Ce qu'il faut retenir
- Une performance qui baisse après une augmentation de charge ne signifie pas que l'entraînement échoue : la fatigue s'accumule plus vite que la forme physique, et masque temporairement vos gains réels.
- Ce modèle à deux facteurs reste une simplification utile, avec des limites reconnues par la recherche elle-même sur sa capacité à prédire précisément votre état individuel.
- Une augmentation brutale de charge (un « spike ») est associée à un risque de contre-performance et de blessure plus élevé qu'une progression étalée, à volume total comparable.
- Le chiffre précis souvent cité pour définir une zone à risque reste débattu sur le plan statistique, même si le principe général d'une progression graduelle, lui, est solidement établi.
- Un creux de quelques jours à deux semaines après une augmentation de charge reste généralement normal ; c'est son absence de résorption au-delà de ce délai qui doit réellement vous alerter.
Vos performances qui baissent alors que vous vous entraînez plus ne signalent donc pas nécessairement un problème, mais souvent un décalage temporaire et attendu entre une fatigue qui monte vite et une forme physique qui progresse plus lentement en arrière-plan. Structurer vos augmentations de charge de façon progressive, plutôt que par à-coups, reste le meilleur moyen de limiter l'ampleur et la durée de ce creux.
Sources scientifiques
- Hellard P, Avalos M, Lacoste L, Barale F, Chatard JC, Millet GP. Assessing the limitations of the Banister model in monitoring training. Journal of Sports Sciences. 2006;24(5):509-520.

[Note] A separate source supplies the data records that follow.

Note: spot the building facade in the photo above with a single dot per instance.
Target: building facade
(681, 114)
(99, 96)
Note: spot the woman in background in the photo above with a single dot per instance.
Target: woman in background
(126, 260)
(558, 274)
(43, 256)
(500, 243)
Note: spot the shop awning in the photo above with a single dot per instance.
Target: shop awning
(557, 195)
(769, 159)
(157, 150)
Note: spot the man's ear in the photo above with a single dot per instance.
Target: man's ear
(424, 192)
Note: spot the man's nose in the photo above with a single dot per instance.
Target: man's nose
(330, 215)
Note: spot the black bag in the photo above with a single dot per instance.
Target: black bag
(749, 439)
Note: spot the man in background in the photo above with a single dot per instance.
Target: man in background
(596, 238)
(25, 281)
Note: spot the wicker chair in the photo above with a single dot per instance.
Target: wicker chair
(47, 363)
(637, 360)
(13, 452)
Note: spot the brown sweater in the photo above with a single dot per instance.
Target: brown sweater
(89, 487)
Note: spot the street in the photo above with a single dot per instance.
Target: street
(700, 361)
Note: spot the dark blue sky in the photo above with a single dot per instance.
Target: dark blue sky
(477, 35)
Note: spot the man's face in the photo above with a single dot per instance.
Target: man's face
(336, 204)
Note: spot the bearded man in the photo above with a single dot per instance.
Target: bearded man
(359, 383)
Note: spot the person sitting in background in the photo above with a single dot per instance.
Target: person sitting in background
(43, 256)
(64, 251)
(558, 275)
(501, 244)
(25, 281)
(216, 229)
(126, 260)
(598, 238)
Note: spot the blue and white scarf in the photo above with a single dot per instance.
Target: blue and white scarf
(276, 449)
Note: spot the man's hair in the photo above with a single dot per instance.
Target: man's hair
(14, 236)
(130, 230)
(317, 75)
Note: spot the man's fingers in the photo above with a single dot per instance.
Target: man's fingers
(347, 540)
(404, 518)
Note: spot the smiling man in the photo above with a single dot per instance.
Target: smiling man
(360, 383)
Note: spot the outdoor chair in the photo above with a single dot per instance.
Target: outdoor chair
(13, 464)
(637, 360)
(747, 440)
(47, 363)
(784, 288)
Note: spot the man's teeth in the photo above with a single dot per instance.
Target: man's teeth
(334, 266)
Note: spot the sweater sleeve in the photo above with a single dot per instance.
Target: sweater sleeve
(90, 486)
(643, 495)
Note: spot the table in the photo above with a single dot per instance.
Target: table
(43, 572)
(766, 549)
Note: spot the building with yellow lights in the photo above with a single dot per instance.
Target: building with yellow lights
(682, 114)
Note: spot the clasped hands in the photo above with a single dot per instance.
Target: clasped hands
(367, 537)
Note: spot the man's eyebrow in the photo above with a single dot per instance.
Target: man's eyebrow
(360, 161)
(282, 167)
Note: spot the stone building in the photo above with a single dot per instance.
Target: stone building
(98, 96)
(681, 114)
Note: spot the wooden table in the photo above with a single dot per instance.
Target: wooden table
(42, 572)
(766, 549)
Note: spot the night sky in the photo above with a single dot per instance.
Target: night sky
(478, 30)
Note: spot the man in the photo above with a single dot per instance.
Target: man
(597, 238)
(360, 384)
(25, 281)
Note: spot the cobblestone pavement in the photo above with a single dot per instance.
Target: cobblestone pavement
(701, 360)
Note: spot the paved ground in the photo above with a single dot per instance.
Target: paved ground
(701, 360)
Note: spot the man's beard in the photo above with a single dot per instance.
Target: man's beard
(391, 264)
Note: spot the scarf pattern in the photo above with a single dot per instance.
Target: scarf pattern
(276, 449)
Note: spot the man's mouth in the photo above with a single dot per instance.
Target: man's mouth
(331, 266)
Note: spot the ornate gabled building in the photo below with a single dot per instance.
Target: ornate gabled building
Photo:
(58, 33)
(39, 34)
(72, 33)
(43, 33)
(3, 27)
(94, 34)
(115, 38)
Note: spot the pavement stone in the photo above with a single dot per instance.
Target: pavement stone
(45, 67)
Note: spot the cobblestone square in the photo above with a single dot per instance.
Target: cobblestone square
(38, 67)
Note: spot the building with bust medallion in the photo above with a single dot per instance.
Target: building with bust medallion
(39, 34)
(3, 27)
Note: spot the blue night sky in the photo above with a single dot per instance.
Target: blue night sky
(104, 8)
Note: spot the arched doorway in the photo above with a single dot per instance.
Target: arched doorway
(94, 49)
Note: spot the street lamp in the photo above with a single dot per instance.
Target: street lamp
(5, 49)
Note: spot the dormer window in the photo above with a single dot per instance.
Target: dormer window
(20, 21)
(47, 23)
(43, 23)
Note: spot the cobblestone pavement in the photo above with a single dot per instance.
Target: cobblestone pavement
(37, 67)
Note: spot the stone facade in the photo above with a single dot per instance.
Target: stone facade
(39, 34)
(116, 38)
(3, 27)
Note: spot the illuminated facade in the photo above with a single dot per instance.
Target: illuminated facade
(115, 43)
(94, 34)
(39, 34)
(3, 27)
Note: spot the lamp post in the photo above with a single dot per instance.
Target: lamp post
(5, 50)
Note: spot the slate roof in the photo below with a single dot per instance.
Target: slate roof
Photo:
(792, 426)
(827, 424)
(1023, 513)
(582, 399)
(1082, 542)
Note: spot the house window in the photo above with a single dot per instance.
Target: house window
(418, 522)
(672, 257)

- Gabbett TJ. The training-injury prevention paradox: should athletes be training smarter and harder? British Journal of Sports Medicine. 2016;50(5):273-280.
- Impellizzeri FM, Tenan MS, Kempton T, Novak A, Coutts AJ. Acute:Chronic Workload Ratio: Conceptual Issues and Fundamental Pitfalls. International Journal of Sports Physiology and Performance. 2020;15(6):907-913.